Launched by the New York Times editors in August 2019 as an ongoing series with MacArthur Fellow Hannah-Jones at the helm, the 1619 Project takes the arrival of the first enslaved people from Africa in August 1619 as its starting point and proceeds through four centuries to explore the contributions of Black Americans and the ways both slavery and resistance to oppression have definitively shaped America. The project brings us up to the present day with examinations of persistent anti-Black racism and continuing discussions of reparations and other unresolved issues. Contributors range from Jamelle Bouie and Jeneen Interlandi to Matthew Desmond and Bryan Stevenson, with fiction and poetry included along with nonfiction. The aim is to provide a new perspective on American history, and Hannah-Jones has already won a Pulitzer Prize for the project; this work expands on coverage that has already appeared. Note that a children's edition will appear simultaneously (ISBN 9780593307359).


Kirkus
Copyright © Kirkus Reviews, used with permission.

A book-length expansion of the New York Times Magazine issue that explores the history of slavery in America and its countless toxic consequences. Famously denied tenure at the University of North Carolina for her critical journalism, Hannah-Jones sounds controversial notes at the start: There are no slaves but instead enslaved people, a term that “accurately conveys the condition without stripping the individual of his or her humanity,” while the romantic plantation gives way to the more accurate terms labor camp and forced labor camp. The 1619 Project was intended to introduce Black people into the mainstream narrative of American history as active agents. It may have been White people who enslaved them, but apart from the legal and constitutional paperwork, it was Black people who resisted and liberated themselves and others, from their very first arrival at Jamestown, Virginia, in 1619 to the very present. Hannah-Jones and colleagues consider a nation still wrestling with the outcomes of slavery, an incomplete Reconstruction, and a subsequent history of Jim Crow laws and current legal efforts to disenfranchise Black voters. As she notes, the accompanying backlash has been vigorous, including attempted laws by the likes of Sen. Tom Cotton to strip federal funds from schools that teach the 1619 Project or critical race theory. Among numerous other topics, the narrative examines: the thought that the American independence movement was fueled at least in part by the insistence on maintaining slavery as the Crown moved to abolition; the use of slavery to tamp down resistance among poor Whites whose functions were essentially the same as the enslaved but who, unlike Black people, were not considered property; the ongoing appropriation of Black music, which has “midwifed the only true integration this country has known,” as Wesley Morris writes, by a machine that perpetuates minstrelsy. Those readers open to fresh and startling interpretations of history will find this book a comprehensive education. A much-needed book that stakes a solid place in a battlefield of ideas over America’s past and present. Copyright © Kirkus Reviews, used with permission.


Book list
From Booklist, Copyright © American Library Association. Used with permission.

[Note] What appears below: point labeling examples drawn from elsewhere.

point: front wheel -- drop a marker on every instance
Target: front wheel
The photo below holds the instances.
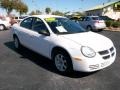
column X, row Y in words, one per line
column 62, row 62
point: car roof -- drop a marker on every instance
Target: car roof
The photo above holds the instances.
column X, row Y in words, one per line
column 46, row 16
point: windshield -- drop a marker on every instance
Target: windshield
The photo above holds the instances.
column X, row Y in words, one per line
column 96, row 18
column 64, row 26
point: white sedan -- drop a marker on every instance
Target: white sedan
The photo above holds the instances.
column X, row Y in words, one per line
column 64, row 41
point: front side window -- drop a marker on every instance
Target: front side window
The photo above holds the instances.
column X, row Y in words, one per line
column 27, row 23
column 64, row 26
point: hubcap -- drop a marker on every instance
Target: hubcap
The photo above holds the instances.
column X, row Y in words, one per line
column 16, row 42
column 60, row 62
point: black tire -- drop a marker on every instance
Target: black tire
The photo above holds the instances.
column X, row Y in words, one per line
column 89, row 28
column 17, row 43
column 2, row 27
column 65, row 64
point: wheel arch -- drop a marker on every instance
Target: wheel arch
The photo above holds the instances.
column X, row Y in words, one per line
column 58, row 48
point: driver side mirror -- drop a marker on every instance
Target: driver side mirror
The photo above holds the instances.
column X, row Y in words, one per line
column 44, row 32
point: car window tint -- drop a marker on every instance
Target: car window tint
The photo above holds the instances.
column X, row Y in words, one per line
column 39, row 26
column 87, row 19
column 96, row 18
column 27, row 23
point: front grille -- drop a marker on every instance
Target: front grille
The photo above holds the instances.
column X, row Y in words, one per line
column 106, row 54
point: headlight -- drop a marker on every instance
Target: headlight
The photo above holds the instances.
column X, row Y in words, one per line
column 87, row 51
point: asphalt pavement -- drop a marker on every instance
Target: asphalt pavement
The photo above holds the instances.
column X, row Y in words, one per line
column 26, row 70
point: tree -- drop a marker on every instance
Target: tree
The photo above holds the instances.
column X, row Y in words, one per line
column 10, row 5
column 32, row 13
column 48, row 10
column 58, row 13
column 21, row 8
column 37, row 12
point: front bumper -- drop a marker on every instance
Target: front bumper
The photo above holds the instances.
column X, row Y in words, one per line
column 93, row 64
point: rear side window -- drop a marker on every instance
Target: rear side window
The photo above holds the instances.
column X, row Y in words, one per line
column 27, row 23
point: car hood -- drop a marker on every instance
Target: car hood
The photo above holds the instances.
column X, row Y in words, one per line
column 93, row 40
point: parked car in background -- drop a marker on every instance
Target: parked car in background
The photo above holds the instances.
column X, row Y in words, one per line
column 106, row 18
column 19, row 18
column 4, row 23
column 93, row 23
column 65, row 42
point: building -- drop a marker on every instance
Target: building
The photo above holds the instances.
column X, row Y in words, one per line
column 111, row 10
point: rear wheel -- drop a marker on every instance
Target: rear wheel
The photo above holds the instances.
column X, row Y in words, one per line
column 2, row 27
column 62, row 62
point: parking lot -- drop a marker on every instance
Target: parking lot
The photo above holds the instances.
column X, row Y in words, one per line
column 26, row 70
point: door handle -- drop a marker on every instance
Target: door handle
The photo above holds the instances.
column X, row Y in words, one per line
column 31, row 36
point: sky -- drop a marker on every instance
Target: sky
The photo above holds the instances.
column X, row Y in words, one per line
column 61, row 5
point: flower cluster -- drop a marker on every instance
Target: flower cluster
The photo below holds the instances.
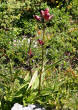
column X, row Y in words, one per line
column 44, row 15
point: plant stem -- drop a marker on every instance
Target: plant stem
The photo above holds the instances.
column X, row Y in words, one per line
column 30, row 59
column 42, row 60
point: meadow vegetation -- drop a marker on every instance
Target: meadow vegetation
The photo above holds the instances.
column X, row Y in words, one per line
column 33, row 69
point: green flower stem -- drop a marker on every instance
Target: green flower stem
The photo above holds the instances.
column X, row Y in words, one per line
column 42, row 58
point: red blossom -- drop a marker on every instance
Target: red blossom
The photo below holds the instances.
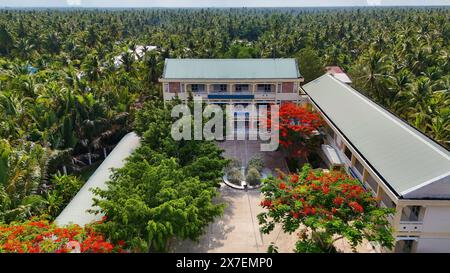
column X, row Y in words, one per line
column 338, row 201
column 356, row 207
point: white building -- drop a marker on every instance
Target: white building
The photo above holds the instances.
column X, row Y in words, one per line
column 236, row 81
column 404, row 168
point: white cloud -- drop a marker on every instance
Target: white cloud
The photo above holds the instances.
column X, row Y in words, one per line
column 74, row 2
column 373, row 2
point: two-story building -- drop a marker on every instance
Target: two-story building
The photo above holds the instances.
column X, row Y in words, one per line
column 404, row 168
column 236, row 81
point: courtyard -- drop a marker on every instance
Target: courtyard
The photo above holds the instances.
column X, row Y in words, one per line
column 237, row 231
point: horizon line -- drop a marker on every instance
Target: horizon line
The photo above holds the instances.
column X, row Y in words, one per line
column 212, row 7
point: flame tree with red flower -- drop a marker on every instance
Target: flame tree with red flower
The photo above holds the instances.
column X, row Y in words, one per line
column 323, row 208
column 298, row 129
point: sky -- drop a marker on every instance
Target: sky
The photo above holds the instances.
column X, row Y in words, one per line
column 215, row 3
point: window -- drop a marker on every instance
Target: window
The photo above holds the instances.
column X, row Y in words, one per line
column 241, row 87
column 412, row 213
column 197, row 87
column 220, row 87
column 359, row 166
column 348, row 153
column 265, row 87
column 405, row 246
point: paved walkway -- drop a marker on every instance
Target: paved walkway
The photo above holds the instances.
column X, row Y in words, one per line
column 238, row 229
column 244, row 150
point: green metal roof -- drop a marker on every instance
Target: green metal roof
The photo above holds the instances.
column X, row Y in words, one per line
column 231, row 69
column 409, row 162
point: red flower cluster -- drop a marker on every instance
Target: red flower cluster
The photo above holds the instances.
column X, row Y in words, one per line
column 295, row 123
column 338, row 201
column 322, row 195
column 266, row 203
column 40, row 236
column 356, row 207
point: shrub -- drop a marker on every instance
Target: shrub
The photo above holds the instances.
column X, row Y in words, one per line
column 235, row 176
column 253, row 177
column 40, row 236
column 256, row 162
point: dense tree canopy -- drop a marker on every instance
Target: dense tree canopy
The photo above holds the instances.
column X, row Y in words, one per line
column 71, row 82
column 166, row 189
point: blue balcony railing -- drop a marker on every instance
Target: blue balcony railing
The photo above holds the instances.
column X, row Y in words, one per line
column 231, row 96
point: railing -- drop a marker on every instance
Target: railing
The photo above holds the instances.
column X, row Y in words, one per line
column 410, row 226
column 246, row 96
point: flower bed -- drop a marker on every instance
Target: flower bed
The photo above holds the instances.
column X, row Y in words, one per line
column 40, row 236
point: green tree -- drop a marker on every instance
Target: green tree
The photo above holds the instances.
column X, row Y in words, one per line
column 309, row 64
column 323, row 208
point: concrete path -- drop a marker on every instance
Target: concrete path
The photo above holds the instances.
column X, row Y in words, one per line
column 237, row 230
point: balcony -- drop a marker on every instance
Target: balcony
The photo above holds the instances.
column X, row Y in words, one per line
column 410, row 226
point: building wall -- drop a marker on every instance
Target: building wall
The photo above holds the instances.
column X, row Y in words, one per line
column 287, row 87
column 432, row 232
column 174, row 87
column 436, row 219
column 281, row 91
column 433, row 245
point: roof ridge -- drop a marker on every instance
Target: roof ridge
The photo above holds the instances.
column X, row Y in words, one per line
column 385, row 113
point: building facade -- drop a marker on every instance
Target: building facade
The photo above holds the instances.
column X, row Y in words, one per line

Journalist, academic, and MacArthur fellow Hannah-Jones launched The 1619 Project in 2019 in the New York Times Magazine to mark the four-hundredth anniversary of the arrival of the pirate-seized White Lion, which brought the first captive Africans to colonial soil in Virginia, and to take fresh measure of what followed as a new nation gradually coalesced, then failed to live up to its founding ideals. The response was passionate, paving the way for this volume of expanded and new essays, each proceeded by an historical photograph and a history-inspired poem or work of fiction by Claudia Rankine, Yusef Komunyakaa, Jesmyn Ward, Tracy K. Smith, Yaa Gyasi, Natasha Trethewey, and many more. Readers will discover something new and redefining on every page as long-concealed incidents and individuals, causes and effects are brought to light by Hannah-Jones and 17 other vital thinkers and clarion writers, including Carol Anderson, Ibram X. Kendi, Tiya Miles, and Bryan Stevenson, each of whom sharpens our understanding of the dire influence of anti-Black racism on everything from the American Revolution to the Black church, Motown, health care, Trumpism, how infrastructure enforces racial inequality, the unrelenting financial struggle in Black families and communities, and how Black Americans fighting for equality decade after decade have preserved our democracy. The revelations are horrific and empowering. As Hannah-Jones writes: “If we are a truly great nation, the truth cannot destroy us.” This visionary, meticulously produced, profound, and bedrock-shifting testament belongs in every library and on every reading list.HIGH-DEMAND BACKSTORY: A vigorous publicity campaign building on the impact of the first incarnation will guarantee avid interest in this invaluable and galvanizing history.


Publishers Weekly
(c) Copyright PWxyz, LLC. All rights reserved

In this substantial expansion of the New York Times Magazine’s 2019 special issue commemorating the 400th anniversary of the arrival of the first enslaved Africans in America, Pulitzer winner Hannah-Jones (coauthor, The 1619 Project: Born on the Water) and an impressive cast of historians, journalists, poets, novelists, and cultural critics deliver a sweeping study of the “unparalleled impact” of African slavery on American society. In an enlightening preface, Hannah-Jones pinpoints the origins of the project in her reading of Lerone Bennet Jr.’s Before the Mayflower as a high school student, and discusses the political and scholarly backlash it’s received. Updated versions of the original 10 essays examine the struggle for African American voting rights and the centrality of Black music to American culture, among other topics, while new essays by Carol Anderson and Leslie and Michelle Alexander spotlight double standards in the application of self-defense laws and the police response to Black Lives Matter protests and the January 6 Capitol riot. Stories and poems by Claudia Rankine, Terry McMillan, Darryl Pinckney, and others bring to vivid life historical moments such as the reading of the Emancipation Proclamation to “one of the first Black military brigades.” The result is a bracing and vital reconsideration of American history. Photos. (Nov.)


Library Journal
(c) Copyright Library Journals LLC, a wholly owned subsidiary of Media Source, Inc. No redistribution permitted.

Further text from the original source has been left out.